We’ve all been there, right? You’ve prepared your small group lesson, and you feel like the world’s greatest small group leader. You are going to inspire your group to awe and wonder about God. And then… someone asks the hard question. “Why did God command the Israelites to do that?” If God loves everyone, why did he let ____ happen in the Bible?”
The questions can startle us and, at first, there may be a temptation to gloss over the question, to give a simple answer about faith and trust, and move on. But let me challenge us. What that student needs is not our simple answer, but a complex wrestling with the God of the Bible, as Jacob did so long ago.
Especially with teenagers today, there is a growing need for us to be on our A-game when it comes to teaching the Bible. Your students may have already spent hours on TikTok wrestling with biblical ideas and stories from both Christians as well as atheists. Students have more questions than ever and their desire to make sense of the Bible is at an all-time high.

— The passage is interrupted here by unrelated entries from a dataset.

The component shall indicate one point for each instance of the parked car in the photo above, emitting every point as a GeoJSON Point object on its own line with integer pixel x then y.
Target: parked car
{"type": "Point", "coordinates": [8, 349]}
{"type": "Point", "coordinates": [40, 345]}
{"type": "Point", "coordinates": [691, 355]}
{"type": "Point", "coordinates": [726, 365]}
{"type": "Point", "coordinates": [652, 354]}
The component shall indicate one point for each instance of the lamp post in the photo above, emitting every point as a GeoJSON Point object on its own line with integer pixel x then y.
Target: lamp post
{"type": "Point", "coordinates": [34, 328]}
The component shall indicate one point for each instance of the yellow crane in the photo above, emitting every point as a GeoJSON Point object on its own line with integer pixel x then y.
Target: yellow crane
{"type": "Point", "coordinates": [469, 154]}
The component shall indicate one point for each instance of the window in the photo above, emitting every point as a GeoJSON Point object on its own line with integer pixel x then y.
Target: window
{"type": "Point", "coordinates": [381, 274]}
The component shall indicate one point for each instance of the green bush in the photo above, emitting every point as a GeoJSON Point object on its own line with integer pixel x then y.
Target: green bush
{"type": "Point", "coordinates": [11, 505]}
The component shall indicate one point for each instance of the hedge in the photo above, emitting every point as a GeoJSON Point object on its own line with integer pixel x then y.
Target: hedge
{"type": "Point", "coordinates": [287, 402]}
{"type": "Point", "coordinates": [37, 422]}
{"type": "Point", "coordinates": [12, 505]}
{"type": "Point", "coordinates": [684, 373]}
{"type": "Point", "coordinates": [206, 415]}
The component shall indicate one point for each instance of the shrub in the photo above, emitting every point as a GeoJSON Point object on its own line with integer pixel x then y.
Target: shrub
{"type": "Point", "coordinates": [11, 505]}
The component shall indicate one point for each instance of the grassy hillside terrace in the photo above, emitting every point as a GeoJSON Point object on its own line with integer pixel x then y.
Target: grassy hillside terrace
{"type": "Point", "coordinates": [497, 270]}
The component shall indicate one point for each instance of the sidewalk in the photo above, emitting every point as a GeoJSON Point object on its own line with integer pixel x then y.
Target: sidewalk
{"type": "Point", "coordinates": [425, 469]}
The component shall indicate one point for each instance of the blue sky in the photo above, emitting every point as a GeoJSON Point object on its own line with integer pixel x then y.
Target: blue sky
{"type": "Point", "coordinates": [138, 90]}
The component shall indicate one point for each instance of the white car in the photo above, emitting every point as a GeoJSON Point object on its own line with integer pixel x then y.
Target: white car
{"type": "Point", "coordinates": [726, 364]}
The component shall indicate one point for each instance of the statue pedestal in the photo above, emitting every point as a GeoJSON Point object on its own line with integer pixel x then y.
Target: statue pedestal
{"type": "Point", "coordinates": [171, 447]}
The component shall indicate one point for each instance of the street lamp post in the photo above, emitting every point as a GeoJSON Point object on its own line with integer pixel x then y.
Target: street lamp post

As youth workers our desire is for students to begin to love the Bible as a dynamic story that they learn to live within. This means we need to approach our teaching and interpreting of the Bible in a dynamic way. Today’s students are not convinced by the old “the Bible says it, I believe it, that settles it” mantra. They want to know how to reconcile Jesus’ command to ‘love your enemy’, with Joshua’s conquest of Canaan. They want to know how to intellectually hold together the creation stories of Genesis with what they are learning in science class. To disciple the next generation, our own relationship with the Bible must become a dynamic, robust one. This starts with how we approach biblical hermeneutics or biblical interpretation.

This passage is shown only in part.